# 3500mAH Battery With case, Wall Charger review.



## Dagex (Feb 14, 2013)

*Will you be picking up this battery?*​
Yes0No0Maybe0


----------



## Dagex (Feb 14, 2013)

3500mAh Extended Battery + Cover and Desktop Cradle Battery Charger for Samsung i500 review

*3500mAh Extended Battery + Cover and Desktop Cradle Battery Charger - $13.73-* http://www.tmart.com/3500mAh-Extende...0_p124365.html
*3500mAh Extended Battery + Cover for Samsung I500 -$8.36-* http://www.tmart.com/Extended-Batter...h_p118668.html

*Design
3.5/5*

-Battery Is thick, but the extended case quickly hides that.
-Stylish extended case very slick and comfortable, looks very good on the fascinate just wish it had the galaxy S logo.
-All slots are easily accessible.
-Comes only in Black.
-The Charger is magnificent turns dark purple when charging and blue when charged.

*Protection
5/5*

-The case is very sturdy it would break easily I even done a few drop tests and it keep my phone protected even though it's not made for it.
-The battery is well made not one of those cheap leaking ones it's just as good in design if not better than stock Samsung.
-The charger is very well made and I have tested it on both stock battery and the 3500mAh one no problems.

*Function
5/5*

-The Case protects the phone very good.
-The case is a perfect fit no mess ups here.
-The battery works on both custom rom and STOCK which is a big deal because most 3rd party battery's fail to work on stock
-The battery is very good and last 10x longer than stock I can go 2 days with heavy usage.
-The charger works as should it charges up the battery's fairly fast all the way to 100% from dead in almost under a hour.
-Takes about 4 hours to charge from phone.
-Smart IC chip.

Final Verdict








4.5/5
This is the best battery I have ever had out of all the others I have looked at and tried and I've had bad ones and good ones even leaky ones but this one comes out on top. Sure it has its flaws but so does any product, its doesn't feel flimsy or cheap and offers a good value for anyone looking for a replacement battery. Would I recommend this to my friends heck yea in fact I recommend everyone looking for a replacement to look at one of these and with the price and free shipping its a steal. I am sorry for the focusing it was taken with another fascinate the best camera I have.

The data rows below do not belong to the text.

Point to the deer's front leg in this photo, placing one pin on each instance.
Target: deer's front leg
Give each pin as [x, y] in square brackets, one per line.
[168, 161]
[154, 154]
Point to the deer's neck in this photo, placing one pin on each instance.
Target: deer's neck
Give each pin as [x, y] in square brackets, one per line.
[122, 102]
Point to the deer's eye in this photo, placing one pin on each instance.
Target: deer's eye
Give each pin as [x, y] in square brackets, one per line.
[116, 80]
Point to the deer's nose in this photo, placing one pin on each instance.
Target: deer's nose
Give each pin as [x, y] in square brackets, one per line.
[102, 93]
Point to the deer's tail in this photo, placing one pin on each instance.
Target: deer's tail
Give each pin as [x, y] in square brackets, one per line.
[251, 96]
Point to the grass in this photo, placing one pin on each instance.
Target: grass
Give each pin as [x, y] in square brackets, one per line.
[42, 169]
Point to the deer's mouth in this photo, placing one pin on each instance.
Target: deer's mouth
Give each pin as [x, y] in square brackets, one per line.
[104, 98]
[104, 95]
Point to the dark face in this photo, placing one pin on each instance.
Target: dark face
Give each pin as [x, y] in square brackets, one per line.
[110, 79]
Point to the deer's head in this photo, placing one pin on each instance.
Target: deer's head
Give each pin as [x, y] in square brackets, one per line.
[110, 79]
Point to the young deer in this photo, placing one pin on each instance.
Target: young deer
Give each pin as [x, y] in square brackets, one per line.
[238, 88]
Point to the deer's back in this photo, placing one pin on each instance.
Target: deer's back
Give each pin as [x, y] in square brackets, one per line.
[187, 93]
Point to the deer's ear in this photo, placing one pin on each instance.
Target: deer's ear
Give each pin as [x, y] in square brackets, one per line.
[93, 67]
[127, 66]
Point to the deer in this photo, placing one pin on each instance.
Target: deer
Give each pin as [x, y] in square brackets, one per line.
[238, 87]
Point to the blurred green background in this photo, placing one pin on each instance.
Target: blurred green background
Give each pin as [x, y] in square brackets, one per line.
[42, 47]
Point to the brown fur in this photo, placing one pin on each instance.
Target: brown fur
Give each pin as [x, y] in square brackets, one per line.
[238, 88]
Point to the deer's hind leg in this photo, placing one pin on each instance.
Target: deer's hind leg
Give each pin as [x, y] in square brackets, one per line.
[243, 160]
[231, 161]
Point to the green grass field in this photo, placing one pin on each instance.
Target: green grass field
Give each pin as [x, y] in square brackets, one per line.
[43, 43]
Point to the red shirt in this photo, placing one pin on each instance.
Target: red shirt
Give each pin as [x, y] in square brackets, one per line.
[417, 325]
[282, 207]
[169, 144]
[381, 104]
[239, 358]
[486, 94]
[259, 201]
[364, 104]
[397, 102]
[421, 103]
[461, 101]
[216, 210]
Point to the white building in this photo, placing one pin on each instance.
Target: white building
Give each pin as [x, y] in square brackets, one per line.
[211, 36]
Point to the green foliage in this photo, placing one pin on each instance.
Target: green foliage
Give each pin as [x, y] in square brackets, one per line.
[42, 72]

I ordered mine from tmart though the product can be located elsewhere shipping was fantastic and packaging was great came unharmed


----------



## larryp1962 (Aug 31, 2011)

Cool , watch more porn without a re-charge


----------



## Dagex (Feb 14, 2013)

larryp1962 said:


> Cool , watch more porn without a re-charge


LOL

Sent from my SCH-I500 using Tapatalk 2


----------



## td030981 (Sep 4, 2013)

Thanks for the info. I will definitely check this out. The stock battery can't keep on with me anymore.

Sent from my SCH-I500 using Tapatalk 2


----------